L’aumento delle esportazioni di salumi italiani nel mondo, che ha consentito di ottenere un saldo commerciale in crescita del 7,6% (per un totale di oltre 870 milioni di euro), sarebbe stato favorito ulteriormente dall’abolizione delle barriere sanitarie introdotte in alcuni Paesi.

Come affermato, infatti, da Lisa Ferrarini (presidente di Assica, Associazione italiana delle carni e dei salumi) l’abbattimento delle barriere è fondamentale per limitare le perdite economiche delle aziende e permettere loro di essere più competitive sul mercato internazionale.

Ne è un esempio la situazione presente negli Stati Uniti, dove non è consentita l’esportazione di referenze a breve stagionatura come salami, pancette e coppe, ma soltanto l’invio di prodotti cotti come mortadella e prosciutti stagionati oltre i 400 giorni: un danno annuale stimabile in 18 milioni di euro, derivante dal blocco alle frontiere di circa 2.000 tonnellate di salumi.

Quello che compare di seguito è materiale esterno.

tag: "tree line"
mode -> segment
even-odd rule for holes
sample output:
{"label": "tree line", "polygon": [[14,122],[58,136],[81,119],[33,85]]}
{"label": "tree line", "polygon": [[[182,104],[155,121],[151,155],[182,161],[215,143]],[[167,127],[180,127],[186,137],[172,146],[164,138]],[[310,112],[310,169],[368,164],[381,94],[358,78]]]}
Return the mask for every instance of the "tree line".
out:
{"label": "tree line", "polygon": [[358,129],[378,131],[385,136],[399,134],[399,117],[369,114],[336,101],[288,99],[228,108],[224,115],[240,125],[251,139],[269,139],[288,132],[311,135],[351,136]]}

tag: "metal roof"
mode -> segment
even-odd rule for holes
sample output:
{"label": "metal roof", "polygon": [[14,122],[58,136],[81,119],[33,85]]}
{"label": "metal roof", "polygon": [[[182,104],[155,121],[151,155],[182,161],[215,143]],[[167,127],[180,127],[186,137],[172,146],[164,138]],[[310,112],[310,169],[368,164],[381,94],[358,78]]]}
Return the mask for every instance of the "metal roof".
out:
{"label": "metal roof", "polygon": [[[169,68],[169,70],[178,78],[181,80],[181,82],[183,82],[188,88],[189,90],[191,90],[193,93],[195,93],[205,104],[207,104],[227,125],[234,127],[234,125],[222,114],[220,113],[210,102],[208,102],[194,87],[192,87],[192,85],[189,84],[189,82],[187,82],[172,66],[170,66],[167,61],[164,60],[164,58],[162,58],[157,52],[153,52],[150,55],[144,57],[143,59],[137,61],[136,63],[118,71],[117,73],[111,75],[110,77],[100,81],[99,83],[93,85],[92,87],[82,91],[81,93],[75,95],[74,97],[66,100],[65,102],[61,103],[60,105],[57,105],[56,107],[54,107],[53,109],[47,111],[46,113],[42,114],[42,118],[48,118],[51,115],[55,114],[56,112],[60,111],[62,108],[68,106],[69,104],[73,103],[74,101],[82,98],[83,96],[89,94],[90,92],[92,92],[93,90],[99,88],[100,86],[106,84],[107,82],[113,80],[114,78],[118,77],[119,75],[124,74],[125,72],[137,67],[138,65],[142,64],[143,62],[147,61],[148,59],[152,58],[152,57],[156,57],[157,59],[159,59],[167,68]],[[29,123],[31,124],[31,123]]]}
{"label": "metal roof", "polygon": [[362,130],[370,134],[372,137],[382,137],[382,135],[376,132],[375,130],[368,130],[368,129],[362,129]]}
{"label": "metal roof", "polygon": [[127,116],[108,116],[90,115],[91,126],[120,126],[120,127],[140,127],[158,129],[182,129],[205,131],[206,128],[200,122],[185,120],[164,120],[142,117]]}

L’export si conferma comunque uno dei punti chiave per i produttori italiani del settore, che – vista la saturazione del mercato interno – si rivolgono all’estero per crescere. Lo dimostra, ad esempio, il Consorzio del prosciutto di Parma Dop cresciuto del 4% sui mercati internazionali, per un giro d’affari complessivo di 1,5 miliardi di euro.